The problem is that in both of these studies, patients in a control group who were given sham acupuncture treatments also experienced meaningful improvements, though not as significant as those who received real acupuncture. Critics drew the erroneous conclusion that because the sham treatments yielded positive results, the placebo effect must be the most important factor. It’s understandable that acupuncturists may shy away from bringing up research that may attribute part of our medicine’s success rate to the placebo effect: people are still largely naïve about the power of Chinese medicine, and we don’t want our very legit medicine to be perceived as something one needs to believe in. But the placebo effect is a factor in all forms of medicine whether it’s pills or receiving an acupuncture treatment. And the fact that acupuncture works on dogs and cats (who presumably don’t “believe in” acupuncture) demonstrates that there is clearly something beyond the placebo effect at work.

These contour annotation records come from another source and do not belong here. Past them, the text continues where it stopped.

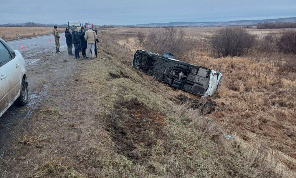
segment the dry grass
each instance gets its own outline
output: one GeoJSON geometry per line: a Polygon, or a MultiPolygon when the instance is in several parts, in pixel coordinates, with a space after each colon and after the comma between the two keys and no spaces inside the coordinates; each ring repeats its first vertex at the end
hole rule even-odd
{"type": "Polygon", "coordinates": [[[131,44],[136,33],[127,34],[104,31],[104,45],[98,53],[106,59],[81,62],[75,78],[59,84],[75,87],[65,91],[53,88],[52,98],[41,104],[26,132],[18,133],[21,140],[33,141],[46,131],[54,131],[50,139],[38,142],[42,148],[15,142],[1,164],[5,171],[0,173],[8,173],[8,177],[18,173],[44,177],[296,176],[295,137],[289,136],[295,134],[293,74],[281,76],[268,59],[215,59],[203,51],[190,62],[224,75],[221,90],[212,98],[217,109],[205,116],[189,103],[176,102],[181,94],[198,97],[131,67],[132,47],[138,42],[134,39],[131,44]],[[129,44],[120,44],[127,39],[129,44]],[[135,98],[142,107],[131,109],[129,103],[135,98]],[[143,114],[141,108],[151,112],[143,114]],[[160,122],[154,114],[165,117],[160,122]],[[143,128],[139,118],[158,122],[143,128]],[[112,123],[120,132],[110,129],[112,123]],[[143,130],[127,130],[132,128],[129,124],[143,130]],[[22,136],[28,132],[30,137],[22,136]],[[128,146],[128,154],[123,145],[128,146]],[[24,168],[21,156],[30,160],[29,166],[24,168]]]}
{"type": "MultiPolygon", "coordinates": [[[[141,30],[137,28],[129,30],[139,32],[141,30]]],[[[147,30],[143,31],[147,34],[147,30]]],[[[263,31],[248,30],[253,34],[263,31]]],[[[124,38],[116,31],[104,33],[118,41],[124,38]]],[[[112,47],[116,49],[116,46],[112,47]]],[[[224,75],[220,91],[213,97],[221,109],[208,116],[228,132],[237,135],[235,139],[240,140],[237,148],[242,149],[242,153],[248,160],[260,160],[266,167],[277,167],[282,176],[289,177],[296,167],[295,75],[293,70],[282,66],[292,61],[295,56],[255,51],[241,57],[215,59],[206,51],[198,52],[199,55],[187,61],[224,75]]]]}
{"type": "MultiPolygon", "coordinates": [[[[53,27],[0,27],[0,38],[5,41],[33,37],[52,33],[53,27]]],[[[65,31],[64,29],[58,28],[59,32],[65,31]]]]}

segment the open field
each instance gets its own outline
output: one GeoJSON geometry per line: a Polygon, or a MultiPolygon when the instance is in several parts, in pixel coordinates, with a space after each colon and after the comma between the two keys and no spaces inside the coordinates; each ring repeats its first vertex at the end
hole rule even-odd
{"type": "MultiPolygon", "coordinates": [[[[0,27],[0,38],[5,41],[51,34],[53,27],[0,27]]],[[[58,28],[59,32],[65,31],[64,28],[58,28]]]]}
{"type": "Polygon", "coordinates": [[[142,48],[136,33],[147,28],[100,31],[103,45],[94,61],[44,55],[28,72],[40,80],[37,91],[48,89],[46,99],[20,123],[0,158],[0,175],[296,177],[296,74],[281,65],[295,55],[255,51],[215,59],[204,46],[218,28],[194,29],[185,29],[187,35],[204,39],[197,43],[204,47],[185,60],[224,75],[211,98],[131,66],[135,49],[142,48]]]}
{"type": "MultiPolygon", "coordinates": [[[[126,27],[115,27],[103,29],[103,31],[107,31],[109,33],[115,34],[122,34],[136,33],[139,32],[142,32],[147,33],[149,30],[157,30],[161,27],[135,27],[129,28],[126,27]]],[[[179,29],[182,29],[185,31],[186,35],[188,36],[199,36],[203,35],[210,35],[215,31],[223,28],[221,27],[187,27],[186,28],[178,27],[179,29]]],[[[295,29],[286,28],[284,29],[257,29],[255,27],[253,27],[246,30],[250,33],[255,35],[266,34],[270,32],[278,33],[282,31],[288,30],[295,30],[295,29]]]]}

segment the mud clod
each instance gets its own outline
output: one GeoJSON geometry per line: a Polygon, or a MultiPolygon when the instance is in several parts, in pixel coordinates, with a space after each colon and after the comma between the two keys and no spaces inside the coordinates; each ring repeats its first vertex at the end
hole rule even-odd
{"type": "Polygon", "coordinates": [[[204,115],[211,114],[215,111],[217,104],[216,102],[209,97],[203,97],[199,99],[188,98],[180,94],[175,97],[177,103],[182,104],[188,103],[191,108],[198,109],[204,115]]]}
{"type": "Polygon", "coordinates": [[[110,77],[113,78],[119,78],[120,77],[119,75],[111,72],[109,72],[109,75],[110,75],[110,77]]]}
{"type": "Polygon", "coordinates": [[[127,101],[120,99],[115,107],[106,118],[105,130],[110,132],[119,152],[133,161],[144,161],[157,140],[165,136],[162,128],[165,115],[136,98],[127,101]],[[141,147],[148,151],[139,151],[141,147]]]}

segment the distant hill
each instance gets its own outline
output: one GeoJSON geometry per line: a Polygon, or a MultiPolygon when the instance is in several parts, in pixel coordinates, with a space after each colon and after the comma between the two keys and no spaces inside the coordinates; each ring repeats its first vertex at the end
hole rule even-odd
{"type": "Polygon", "coordinates": [[[280,19],[265,19],[263,20],[235,20],[229,22],[176,22],[168,23],[157,23],[146,24],[137,24],[132,26],[229,26],[230,25],[250,25],[264,22],[296,22],[296,17],[280,19]]]}

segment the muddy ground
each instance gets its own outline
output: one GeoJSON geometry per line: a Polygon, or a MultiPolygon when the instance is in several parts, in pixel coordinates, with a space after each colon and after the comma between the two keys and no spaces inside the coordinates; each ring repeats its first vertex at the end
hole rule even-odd
{"type": "Polygon", "coordinates": [[[28,66],[28,104],[1,118],[15,121],[4,131],[1,177],[294,175],[279,171],[287,170],[280,163],[267,164],[266,150],[223,137],[218,123],[207,117],[223,103],[140,72],[131,66],[133,52],[103,38],[110,43],[99,46],[94,61],[76,60],[64,51],[28,66]]]}

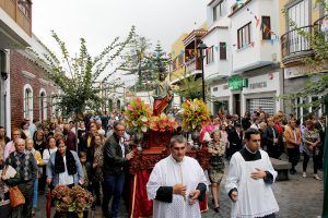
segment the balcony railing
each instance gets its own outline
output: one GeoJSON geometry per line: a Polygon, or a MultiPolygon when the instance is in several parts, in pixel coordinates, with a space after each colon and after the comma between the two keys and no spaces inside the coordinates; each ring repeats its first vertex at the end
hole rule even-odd
{"type": "Polygon", "coordinates": [[[312,34],[313,25],[290,31],[281,36],[282,59],[312,51],[311,41],[307,37],[301,35],[301,32],[312,34]]]}
{"type": "Polygon", "coordinates": [[[32,36],[32,2],[30,0],[0,0],[0,8],[32,36]]]}
{"type": "Polygon", "coordinates": [[[328,17],[328,15],[323,16],[321,19],[314,22],[315,31],[321,31],[324,21],[328,17]]]}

Returning to the lower back pain studies: let’s not overlook the fact that people got better. And that the patients who received real acupuncture got better results than they would have through conventional means. 60-80% of the public will experience lower back pain in the course of their lives (http://umm.edu/health/medical/altmed/condition/low-back-pain). People should know that acupuncture is an outstanding treatment strategy, outperforming the standard of care for lower back pain. Share this, tweet it, post it on your blog, shout it from the rooftops and help those you care about make an informed choice.

 

[1] Haake M, MüLler H, Schade-Brittinger C, et al. German Acupuncture Trials (Gerac) For Chronic Low Back Pain: Randomized, Multicenter, Blinded, Parallel-Group Trial With 3 Groups. Arch Intern Med. 2007;167(17):1892-1898. doi:10.1001/Archinte.167.17.1892.